There is no cure for muscular dystrophy. Treatment aims to support you and improve your quality of life.


You may be given steroids. Steroids may help some people continue walking for longer than they would without treatment. Steroids reduce inflammation and protect muscle mass and function.


Sometimes, due to Becker muscular dystrophy, your muscles may become permanently shortened, or contracted, and surgery may be necessary to release and lengthen them.

If your spine becomes deformed, you may also need surgery to realign it.

Other Treatments

If you have heart problems, you may need a pacemaker to regulate your heartbeat. In the case of respiratory difficulties, you may need to use special equipment to help you breathe normally.

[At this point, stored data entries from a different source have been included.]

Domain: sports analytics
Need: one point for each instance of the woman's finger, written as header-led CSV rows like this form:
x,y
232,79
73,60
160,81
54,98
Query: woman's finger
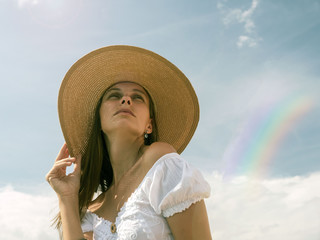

You may be offered a number of different therapies to help you function in your everyday life, including:

  • Speech therapy: This treatment can help in the later stages of muscular dystrophy if weak muscles are making speaking or swallowing difficult for you.
  • Physical therapy: Physical therapy programs can help you remain mobile, stretch your tight muscles, and ensure that you don’t damage your joints. You may also learn ways to limit your energy use so that you don’t become overtired.
  • Occupational therapy: This therapy can help you cope with everyday activities. You’ll learn to use adaptations in your home and special equipment to help you carry out essential tasks. An occupational therapist will also assess your need for mobility aids such as wheelchairs and scooters.
  • Recreational therapy: This type of therapy focuses on helping you to take part in educational and leisure activities.

Becker muscular dystrophy typically gets worse over time and reduces life expectancy. The majority of people diagnosed with it live between 40 and 50 years. The outlook is different for each individual because the disease can vary in its severity. Heart problems and breathing difficulties are the major complications for people with this condition.

If you have relatives with Becker muscular dystrophy, you should seek genetic counseling if you’re thinking of starting a family. This is important whether you are male or female, as women can carry the defective gene without having the condition. A specialist can help you assess the risk of having a child with the condition and explain the various tests and choices available to you.